Pero el peor de todos, el que mata cualquier estrategia, es no conocer a tu público. Crear contenido sin saber para quién es, es como gritar en un desierto. Si no resuelves un problema real de una persona real, tu contenido es basura. Tienes que entender sus dolores y hablar directamente de eso.
Las tendencias que en realidad son sentido común disfrazado
Te lees un artículo sobre tendencias y parece que hay que reinventar la rueda cada seis meses. Para 2026, te hablan de:
- Autenticidad radical: Esto no es nuevo, solo que ahora hay que gritarlo porque la gente está harta de lo falso. El 86% de los consumidores dice que la autenticidad influye en apoyar a una marca. Mostrar los errores, los procesos reales y ser transparente ya no es opcional.
- Hiperpersonalización visual: La IA no solo escribirá textos, creará imágenes y videos que se adapten en tiempo real a lo que le gusta a cada usuario. Suena a película, pero ya está pasando.
- Construir comunidades, no audiencias: La gente ya no quiere ser un número en una lista de correo. Quiere sentirse parte de algo. El contenido genérico cada vez impacta menos, y la gente huye a microcomunidades donde compartir valores con otros. El éxito no se mide solo en alcance, sino en compromiso real.

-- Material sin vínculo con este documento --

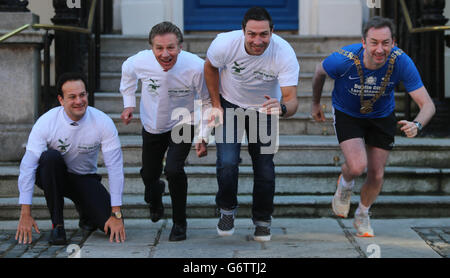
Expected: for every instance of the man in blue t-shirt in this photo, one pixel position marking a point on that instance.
(363, 104)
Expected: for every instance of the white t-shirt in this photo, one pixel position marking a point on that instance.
(244, 78)
(163, 91)
(79, 145)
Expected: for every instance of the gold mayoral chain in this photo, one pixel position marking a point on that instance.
(367, 105)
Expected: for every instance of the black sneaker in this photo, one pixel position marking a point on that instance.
(178, 232)
(225, 227)
(58, 236)
(262, 233)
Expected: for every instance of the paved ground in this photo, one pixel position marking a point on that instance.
(291, 238)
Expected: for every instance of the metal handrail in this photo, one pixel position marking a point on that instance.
(87, 30)
(412, 29)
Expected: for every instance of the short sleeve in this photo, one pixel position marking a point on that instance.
(409, 73)
(216, 52)
(334, 64)
(290, 68)
(37, 141)
(110, 136)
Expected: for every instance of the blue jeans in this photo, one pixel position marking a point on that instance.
(228, 158)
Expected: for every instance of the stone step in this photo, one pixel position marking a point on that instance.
(284, 206)
(110, 82)
(290, 180)
(112, 102)
(300, 123)
(200, 43)
(112, 62)
(312, 150)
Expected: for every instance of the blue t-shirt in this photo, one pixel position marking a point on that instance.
(347, 85)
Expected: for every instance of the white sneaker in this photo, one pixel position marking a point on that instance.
(341, 200)
(362, 225)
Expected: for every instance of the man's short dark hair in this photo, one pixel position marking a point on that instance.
(257, 13)
(69, 76)
(165, 27)
(378, 22)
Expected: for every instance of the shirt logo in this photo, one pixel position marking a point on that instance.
(63, 145)
(371, 80)
(264, 75)
(153, 87)
(237, 68)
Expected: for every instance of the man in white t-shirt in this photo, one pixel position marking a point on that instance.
(255, 71)
(61, 158)
(172, 79)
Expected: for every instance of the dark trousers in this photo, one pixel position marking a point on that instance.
(227, 168)
(90, 197)
(154, 146)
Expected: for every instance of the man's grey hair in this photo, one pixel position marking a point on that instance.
(378, 22)
(165, 27)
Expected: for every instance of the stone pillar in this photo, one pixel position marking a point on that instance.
(20, 79)
(433, 71)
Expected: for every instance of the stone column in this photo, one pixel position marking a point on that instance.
(20, 79)
(433, 71)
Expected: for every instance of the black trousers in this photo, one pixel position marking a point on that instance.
(90, 197)
(154, 146)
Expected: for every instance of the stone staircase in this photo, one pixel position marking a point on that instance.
(417, 180)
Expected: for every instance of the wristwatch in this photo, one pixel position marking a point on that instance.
(117, 214)
(283, 109)
(419, 125)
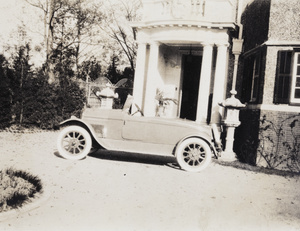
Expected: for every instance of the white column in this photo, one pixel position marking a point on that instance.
(219, 83)
(152, 81)
(139, 76)
(204, 85)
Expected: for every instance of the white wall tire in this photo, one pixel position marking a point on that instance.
(193, 155)
(74, 143)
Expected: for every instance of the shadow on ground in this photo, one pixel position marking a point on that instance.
(135, 157)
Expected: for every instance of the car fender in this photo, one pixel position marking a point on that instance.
(204, 137)
(79, 122)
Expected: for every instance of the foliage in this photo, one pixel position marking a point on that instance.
(30, 100)
(17, 187)
(280, 147)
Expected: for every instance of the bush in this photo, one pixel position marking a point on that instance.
(50, 104)
(17, 187)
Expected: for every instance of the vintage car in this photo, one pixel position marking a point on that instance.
(128, 131)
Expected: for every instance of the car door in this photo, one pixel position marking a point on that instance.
(134, 128)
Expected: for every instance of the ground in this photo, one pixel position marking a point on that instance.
(125, 191)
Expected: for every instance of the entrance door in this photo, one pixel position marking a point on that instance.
(190, 86)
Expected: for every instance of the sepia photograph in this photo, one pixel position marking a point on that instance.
(149, 115)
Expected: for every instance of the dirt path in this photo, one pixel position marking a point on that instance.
(118, 191)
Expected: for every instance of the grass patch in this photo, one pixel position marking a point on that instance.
(17, 188)
(239, 165)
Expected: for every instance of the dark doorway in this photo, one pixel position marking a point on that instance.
(190, 86)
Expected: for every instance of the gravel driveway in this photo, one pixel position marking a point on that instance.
(124, 191)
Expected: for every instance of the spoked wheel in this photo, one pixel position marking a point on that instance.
(74, 143)
(193, 155)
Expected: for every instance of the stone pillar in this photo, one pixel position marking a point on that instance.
(204, 85)
(139, 76)
(152, 81)
(219, 83)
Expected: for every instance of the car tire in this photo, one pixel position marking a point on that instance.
(193, 155)
(74, 143)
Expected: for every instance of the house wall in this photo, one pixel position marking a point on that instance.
(269, 132)
(284, 20)
(255, 20)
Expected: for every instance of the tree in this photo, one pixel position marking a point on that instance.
(22, 71)
(5, 92)
(116, 25)
(68, 24)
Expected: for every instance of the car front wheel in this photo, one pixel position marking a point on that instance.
(193, 155)
(74, 143)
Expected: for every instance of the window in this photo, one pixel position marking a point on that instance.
(283, 77)
(255, 80)
(287, 86)
(295, 87)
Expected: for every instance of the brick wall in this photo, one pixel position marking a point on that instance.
(269, 138)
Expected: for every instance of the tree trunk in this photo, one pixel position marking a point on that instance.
(49, 61)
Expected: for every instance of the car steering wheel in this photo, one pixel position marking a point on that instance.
(138, 110)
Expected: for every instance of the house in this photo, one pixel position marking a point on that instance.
(187, 49)
(183, 51)
(270, 85)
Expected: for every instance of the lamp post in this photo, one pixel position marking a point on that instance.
(232, 106)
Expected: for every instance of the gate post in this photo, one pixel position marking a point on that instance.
(231, 120)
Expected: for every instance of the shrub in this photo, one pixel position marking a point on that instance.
(279, 143)
(17, 188)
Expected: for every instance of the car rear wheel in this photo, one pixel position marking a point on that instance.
(74, 143)
(193, 155)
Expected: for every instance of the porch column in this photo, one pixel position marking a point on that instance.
(139, 76)
(151, 81)
(204, 85)
(219, 83)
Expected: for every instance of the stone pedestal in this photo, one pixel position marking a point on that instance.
(231, 121)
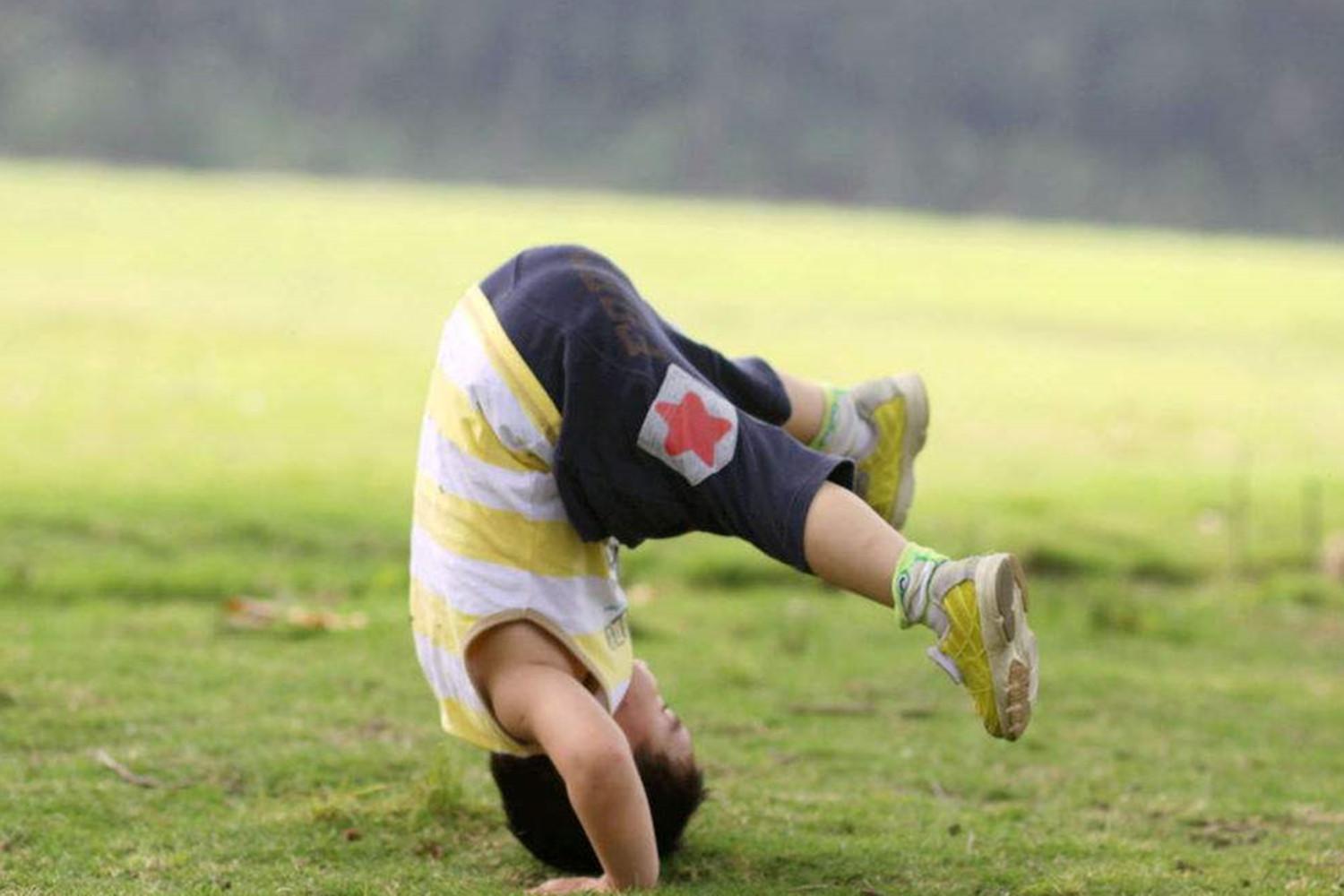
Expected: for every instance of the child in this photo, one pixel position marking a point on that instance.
(566, 417)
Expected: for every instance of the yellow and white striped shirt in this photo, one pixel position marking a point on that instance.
(491, 541)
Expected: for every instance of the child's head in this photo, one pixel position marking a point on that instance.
(538, 806)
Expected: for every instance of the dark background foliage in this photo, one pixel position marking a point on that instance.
(1209, 113)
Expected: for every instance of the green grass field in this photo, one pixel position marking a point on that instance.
(211, 386)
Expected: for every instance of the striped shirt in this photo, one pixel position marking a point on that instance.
(491, 541)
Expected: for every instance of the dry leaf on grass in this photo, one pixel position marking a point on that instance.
(253, 614)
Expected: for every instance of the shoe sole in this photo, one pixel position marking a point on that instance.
(1010, 642)
(911, 443)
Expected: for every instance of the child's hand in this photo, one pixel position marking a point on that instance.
(574, 885)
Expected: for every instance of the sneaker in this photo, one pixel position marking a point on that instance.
(978, 608)
(898, 410)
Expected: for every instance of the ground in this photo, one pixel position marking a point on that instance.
(210, 386)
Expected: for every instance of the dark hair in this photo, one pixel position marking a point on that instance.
(542, 818)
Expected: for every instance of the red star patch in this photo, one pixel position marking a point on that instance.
(691, 427)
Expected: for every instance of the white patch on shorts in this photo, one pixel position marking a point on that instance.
(690, 427)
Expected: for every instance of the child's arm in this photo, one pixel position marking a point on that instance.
(543, 704)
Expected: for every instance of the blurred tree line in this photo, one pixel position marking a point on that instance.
(1215, 113)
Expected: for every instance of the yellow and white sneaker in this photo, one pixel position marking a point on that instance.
(978, 607)
(897, 409)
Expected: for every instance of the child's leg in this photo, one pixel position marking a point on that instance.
(808, 403)
(849, 546)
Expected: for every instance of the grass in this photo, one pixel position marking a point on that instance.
(210, 386)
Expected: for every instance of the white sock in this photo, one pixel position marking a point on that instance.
(843, 432)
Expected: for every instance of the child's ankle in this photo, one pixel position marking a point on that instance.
(843, 430)
(911, 587)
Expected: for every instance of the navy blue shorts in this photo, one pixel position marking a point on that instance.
(659, 435)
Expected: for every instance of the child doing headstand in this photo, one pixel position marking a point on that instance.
(564, 417)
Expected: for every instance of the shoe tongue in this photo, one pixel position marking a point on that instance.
(946, 664)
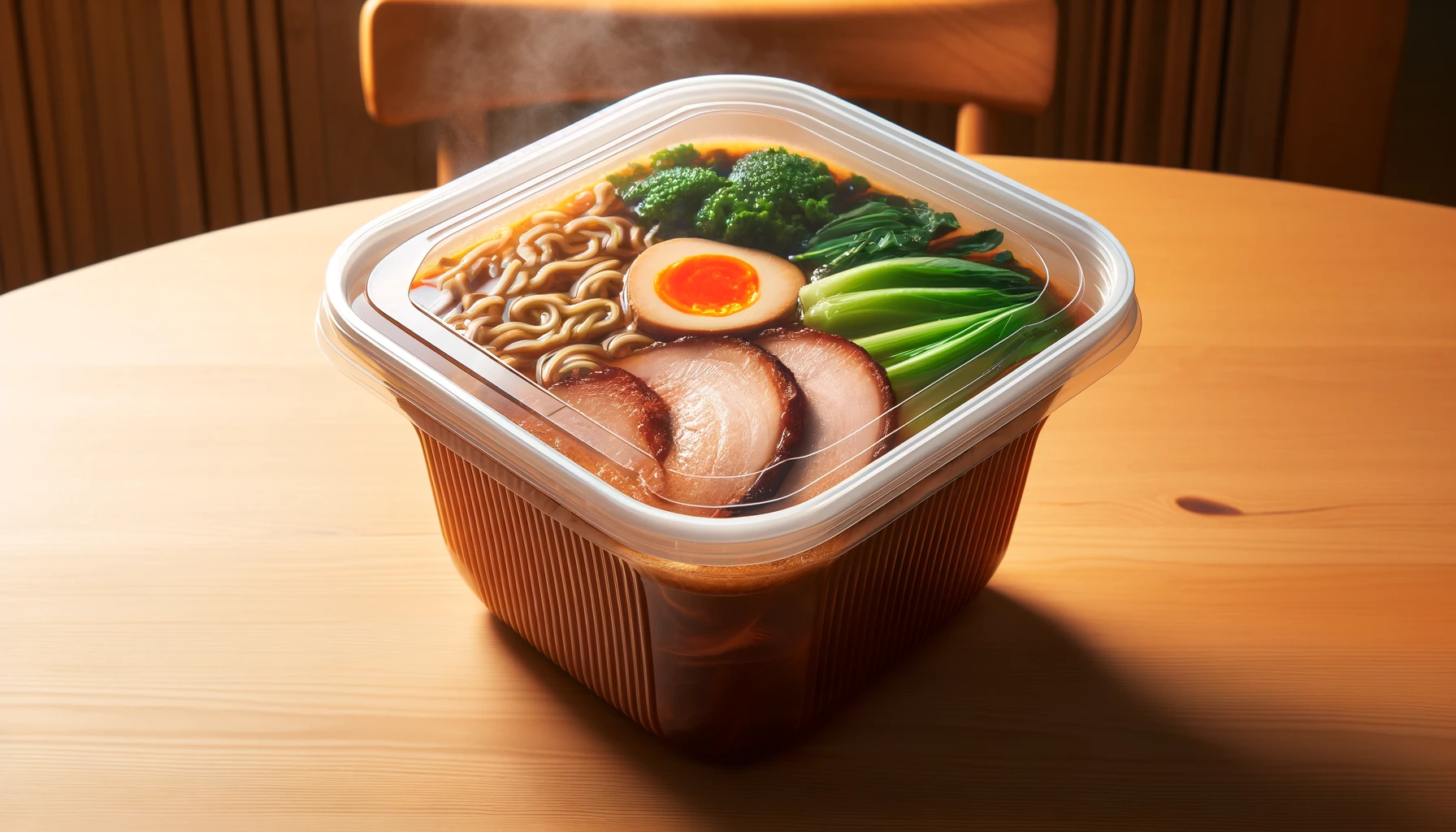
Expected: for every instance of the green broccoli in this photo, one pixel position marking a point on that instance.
(672, 197)
(774, 202)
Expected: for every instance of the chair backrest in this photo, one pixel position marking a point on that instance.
(431, 58)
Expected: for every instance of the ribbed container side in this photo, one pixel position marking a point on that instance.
(893, 591)
(587, 609)
(573, 600)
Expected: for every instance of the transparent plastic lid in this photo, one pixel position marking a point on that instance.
(728, 305)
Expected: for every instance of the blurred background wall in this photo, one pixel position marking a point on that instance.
(132, 123)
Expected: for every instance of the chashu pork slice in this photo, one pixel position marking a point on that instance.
(849, 410)
(735, 414)
(619, 402)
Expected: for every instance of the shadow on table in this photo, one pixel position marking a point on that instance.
(1003, 719)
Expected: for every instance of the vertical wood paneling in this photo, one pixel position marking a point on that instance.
(271, 106)
(115, 111)
(69, 121)
(182, 128)
(1344, 64)
(214, 114)
(1176, 82)
(242, 84)
(130, 123)
(22, 240)
(1207, 84)
(158, 200)
(1254, 93)
(305, 95)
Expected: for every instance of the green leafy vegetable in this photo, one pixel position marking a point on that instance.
(860, 314)
(913, 271)
(880, 228)
(980, 242)
(906, 343)
(935, 321)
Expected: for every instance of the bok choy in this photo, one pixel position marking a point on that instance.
(934, 319)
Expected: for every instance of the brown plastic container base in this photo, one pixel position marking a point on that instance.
(726, 662)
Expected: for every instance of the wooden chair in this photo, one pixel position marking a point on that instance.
(455, 60)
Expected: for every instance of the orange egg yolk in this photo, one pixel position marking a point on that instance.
(708, 284)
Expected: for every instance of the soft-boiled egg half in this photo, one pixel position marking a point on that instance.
(691, 286)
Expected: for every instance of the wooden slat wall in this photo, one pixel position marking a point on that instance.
(130, 123)
(1267, 88)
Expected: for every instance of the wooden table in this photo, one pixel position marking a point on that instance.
(224, 602)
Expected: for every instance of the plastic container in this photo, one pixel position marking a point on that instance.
(726, 635)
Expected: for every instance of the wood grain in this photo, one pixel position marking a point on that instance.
(224, 602)
(22, 236)
(426, 60)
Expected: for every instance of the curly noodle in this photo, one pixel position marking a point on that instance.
(545, 296)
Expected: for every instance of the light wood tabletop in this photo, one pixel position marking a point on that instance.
(1229, 600)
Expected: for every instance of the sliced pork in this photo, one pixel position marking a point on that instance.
(619, 402)
(735, 413)
(849, 410)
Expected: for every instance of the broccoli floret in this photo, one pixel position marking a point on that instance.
(774, 202)
(672, 197)
(680, 156)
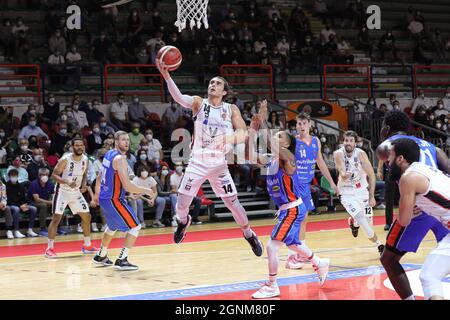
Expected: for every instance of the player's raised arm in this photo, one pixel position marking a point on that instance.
(186, 101)
(367, 166)
(121, 165)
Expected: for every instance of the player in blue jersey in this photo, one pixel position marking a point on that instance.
(401, 240)
(307, 155)
(110, 187)
(284, 189)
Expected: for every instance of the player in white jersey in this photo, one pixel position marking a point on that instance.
(357, 195)
(428, 189)
(70, 174)
(218, 126)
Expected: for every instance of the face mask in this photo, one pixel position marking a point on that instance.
(144, 174)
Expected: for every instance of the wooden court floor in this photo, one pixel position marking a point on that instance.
(213, 254)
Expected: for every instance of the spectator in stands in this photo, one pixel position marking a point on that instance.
(144, 180)
(119, 113)
(138, 112)
(128, 48)
(6, 211)
(40, 195)
(93, 114)
(446, 99)
(135, 24)
(32, 129)
(57, 42)
(420, 100)
(18, 202)
(101, 49)
(7, 39)
(378, 113)
(56, 66)
(142, 158)
(31, 111)
(51, 110)
(18, 166)
(38, 162)
(19, 26)
(419, 55)
(59, 140)
(95, 139)
(321, 11)
(79, 116)
(135, 136)
(154, 151)
(105, 128)
(387, 43)
(415, 29)
(364, 42)
(325, 34)
(273, 122)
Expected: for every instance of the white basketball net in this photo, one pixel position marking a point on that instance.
(192, 11)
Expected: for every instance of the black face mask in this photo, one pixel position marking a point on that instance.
(395, 172)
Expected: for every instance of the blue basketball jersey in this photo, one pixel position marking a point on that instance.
(110, 186)
(305, 158)
(282, 187)
(427, 149)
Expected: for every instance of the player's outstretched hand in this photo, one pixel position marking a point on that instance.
(163, 69)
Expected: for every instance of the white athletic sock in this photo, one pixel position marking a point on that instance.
(124, 253)
(103, 251)
(87, 241)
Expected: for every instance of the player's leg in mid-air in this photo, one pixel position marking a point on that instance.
(287, 232)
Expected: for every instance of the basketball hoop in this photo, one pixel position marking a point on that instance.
(192, 11)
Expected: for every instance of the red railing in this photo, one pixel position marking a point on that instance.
(244, 78)
(23, 79)
(329, 83)
(421, 74)
(112, 80)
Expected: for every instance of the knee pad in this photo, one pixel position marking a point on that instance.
(134, 231)
(110, 232)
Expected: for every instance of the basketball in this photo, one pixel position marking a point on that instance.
(171, 56)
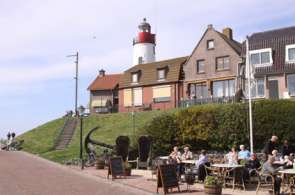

Al final, todas estas «tendencias» se reducen a algo muy simple: tratar a las personas como personas. Conectar de forma honesta, ser útil y no dar la chapa. La tecnología es una herramienta brutal, pero si no hay humanidad detrás, solo serás un robot más hablando con una pared. El marketing de contenidos no se murió, solo se puso más complicado. Y la única forma de no naufragar es no perder de vista eso, la humanidad, entre tanto ruido y tanto algoritmo.